J’ai entendu une explication sympathique de la part du Grand Rabbin d’Autriche, le Rabbin Reizberg. Il dit que l’épreuve de « quitte ton pays » est l’épreuve la plus probante et la plus difficile de toutes les épreuves d’Avraham, car toutes les autres étaient ponctuelles, mais celle-là est une épreuve permanente, celle de progresser toujours, « de succès en succès », dans la Torah et la prière, c’est à dire d’être constamment occupé à servir D.

Nous désirons humblement ajouter encore quelques mots. A propos du verset (Vayikra 26:3): « Si vous marchez dans Mes lois... » [dans le sens de « exécutez »], Rashi commente: « Il ne suffit pas d’exécuter les commandements, il faut aussi étudier la Torah ». Dans ce verset nous voyons que la Torah est appelée « loi » et pas « commandement ». En effet, l’étude de la Torah s’accompagne d’épreuves difficiles. Le mauvais penchant désire entraver cette étude, il trouble celui qui étudie par toutes sortes d’arguments dans le but de lui faire abandonner cette étude. C’est pourquoi D. ordonne: « marchez dans Mes lois », pour nous enseigner que l’étude de la Torah est une loi qu’il ne faut pas transgresser, même si l’on ne comprend pas le sens et la raison d’être de ce décret, et tous les arguments mis en avant par le mauvais penchant pour empêcher cette étude ne sont que des stratagèmes. L’étude de la Torah est une loi qui a sa propre raison d’être, c’est un décret divin qui doit nous amener à l’observance de tous les commandements, et ce faisant, à vaincre le mauvais penchant.

Cela nous permet d’expliquer pourquoi l’étude de la Torah est appelée « loi », et pourquoi la Torah  utilise l’expression « marcher ». D’après le Ohr Hah’ayim, dans ses divers commentaires du verset « Si vous marchez dans Mes lois », il ressort en bref: « Faites tout ce que vous devez faire: mangez, buvez, parlez... faites tout ce que la nature exige, afin de pouvoir vous occuper de Torah » et (ibid. verset 4): « Mes lois (houkim) sont les rations de subsistance que Je dispense (le mot hok en Hébreu a le double sens de loi et ration), et si vous voulez recevoir votre part de nourriture, vous devez de même obéir à Mes commandements ».
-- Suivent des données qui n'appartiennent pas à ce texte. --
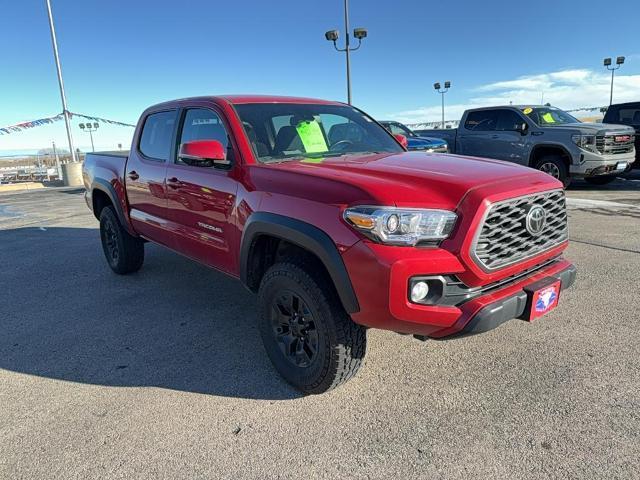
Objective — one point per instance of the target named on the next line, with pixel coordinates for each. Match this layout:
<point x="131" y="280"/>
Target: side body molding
<point x="304" y="235"/>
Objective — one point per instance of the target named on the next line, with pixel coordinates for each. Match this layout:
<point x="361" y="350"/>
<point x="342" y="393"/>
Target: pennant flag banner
<point x="18" y="127"/>
<point x="34" y="123"/>
<point x="103" y="120"/>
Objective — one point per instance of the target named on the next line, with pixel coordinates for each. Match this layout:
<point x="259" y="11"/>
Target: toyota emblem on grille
<point x="535" y="220"/>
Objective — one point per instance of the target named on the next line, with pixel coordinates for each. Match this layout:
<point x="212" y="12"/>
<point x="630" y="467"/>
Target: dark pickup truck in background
<point x="415" y="141"/>
<point x="545" y="138"/>
<point x="626" y="114"/>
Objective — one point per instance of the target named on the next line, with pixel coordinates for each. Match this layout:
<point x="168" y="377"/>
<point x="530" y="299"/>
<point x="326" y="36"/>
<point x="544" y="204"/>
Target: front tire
<point x="554" y="165"/>
<point x="310" y="339"/>
<point x="124" y="252"/>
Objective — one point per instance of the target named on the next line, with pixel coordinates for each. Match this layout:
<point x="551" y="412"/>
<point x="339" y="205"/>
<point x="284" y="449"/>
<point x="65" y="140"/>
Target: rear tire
<point x="124" y="252"/>
<point x="603" y="180"/>
<point x="310" y="339"/>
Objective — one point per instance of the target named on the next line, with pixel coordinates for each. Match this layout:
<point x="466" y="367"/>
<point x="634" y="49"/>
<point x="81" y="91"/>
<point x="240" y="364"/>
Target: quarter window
<point x="155" y="140"/>
<point x="204" y="124"/>
<point x="508" y="120"/>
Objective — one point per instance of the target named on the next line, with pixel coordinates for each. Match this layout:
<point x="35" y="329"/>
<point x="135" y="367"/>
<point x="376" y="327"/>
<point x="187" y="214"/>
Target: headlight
<point x="586" y="142"/>
<point x="401" y="226"/>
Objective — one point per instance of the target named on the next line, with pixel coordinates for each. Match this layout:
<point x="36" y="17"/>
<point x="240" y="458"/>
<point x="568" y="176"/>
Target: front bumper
<point x="593" y="165"/>
<point x="508" y="308"/>
<point x="380" y="276"/>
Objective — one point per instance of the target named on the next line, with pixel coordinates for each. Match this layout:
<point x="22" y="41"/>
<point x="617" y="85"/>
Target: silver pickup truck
<point x="545" y="138"/>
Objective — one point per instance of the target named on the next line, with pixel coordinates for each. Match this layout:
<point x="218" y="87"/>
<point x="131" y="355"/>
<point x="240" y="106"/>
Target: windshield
<point x="548" y="116"/>
<point x="398" y="129"/>
<point x="281" y="131"/>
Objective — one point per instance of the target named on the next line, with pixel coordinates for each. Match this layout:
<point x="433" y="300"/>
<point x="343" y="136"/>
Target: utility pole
<point x="63" y="97"/>
<point x="438" y="89"/>
<point x="58" y="167"/>
<point x="607" y="64"/>
<point x="359" y="33"/>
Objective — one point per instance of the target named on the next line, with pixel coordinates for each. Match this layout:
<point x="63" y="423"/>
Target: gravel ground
<point x="162" y="373"/>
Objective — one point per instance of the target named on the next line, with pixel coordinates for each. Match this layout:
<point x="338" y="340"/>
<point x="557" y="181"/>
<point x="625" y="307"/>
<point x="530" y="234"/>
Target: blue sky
<point x="120" y="56"/>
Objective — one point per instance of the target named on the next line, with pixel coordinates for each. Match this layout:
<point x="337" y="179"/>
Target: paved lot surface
<point x="162" y="373"/>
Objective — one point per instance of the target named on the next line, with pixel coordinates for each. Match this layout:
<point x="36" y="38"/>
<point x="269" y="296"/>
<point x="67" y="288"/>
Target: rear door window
<point x="157" y="134"/>
<point x="629" y="116"/>
<point x="481" y="120"/>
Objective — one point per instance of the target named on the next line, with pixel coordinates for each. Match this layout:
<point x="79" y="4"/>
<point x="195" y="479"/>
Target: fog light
<point x="419" y="291"/>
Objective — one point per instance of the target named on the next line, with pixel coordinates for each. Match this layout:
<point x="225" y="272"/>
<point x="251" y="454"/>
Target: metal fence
<point x="33" y="168"/>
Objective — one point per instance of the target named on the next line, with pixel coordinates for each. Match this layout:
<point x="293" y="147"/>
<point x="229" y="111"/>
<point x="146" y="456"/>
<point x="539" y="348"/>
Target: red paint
<point x="201" y="212"/>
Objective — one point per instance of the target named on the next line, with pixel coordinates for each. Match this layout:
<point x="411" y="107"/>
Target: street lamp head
<point x="360" y="33"/>
<point x="332" y="35"/>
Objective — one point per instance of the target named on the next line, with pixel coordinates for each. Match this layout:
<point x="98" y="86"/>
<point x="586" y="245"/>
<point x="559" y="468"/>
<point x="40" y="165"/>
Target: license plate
<point x="622" y="165"/>
<point x="543" y="297"/>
Il est écrit: « Si vous marchez dans Mes voies », et dans ce même verset, « si vous obéissez à Mes commandements », c’est-à-dire autant en ce qui concerne la relation de l’homme envers D. qu’en ce qui concerne les relations des hommes entre eux. L’homme parviendra facilement à vaincre l’épreuve de la richesse s’il pratique ce qui est stipulé dans le verset: « Que chacun assiste son prochain et donne du courage à son frère » (Ishaya 41:6). Une telle victoire sur l’épreuve permet d’atteindre les plus hauts degrés de perfection, jusqu’à être compté parmi « les proches de D. » C’est le devoir sacré de tout homme de persévérer avec force dans l’étude de la Torah, dans la peine et la sueur, tout en observant les commandements et en faisant de bonnes actions. Tel est sans doute le sens de la Mishna (Avot II:2): « Il est beau de joindre l’étude de la Torah (la loi religieuse qui gère la relation de l’homme à D.) à la bonne conduite dans le monde (la loi civile et sociale qui gère les relations des hommes entre eux) car l’observance de l’une et de l’autre, conjointement, empêche de commettre des fautes ». Si l’homme pratique les commandements qui lui incombent, alors il peut être heureux et dans ce monde et dans l’autre.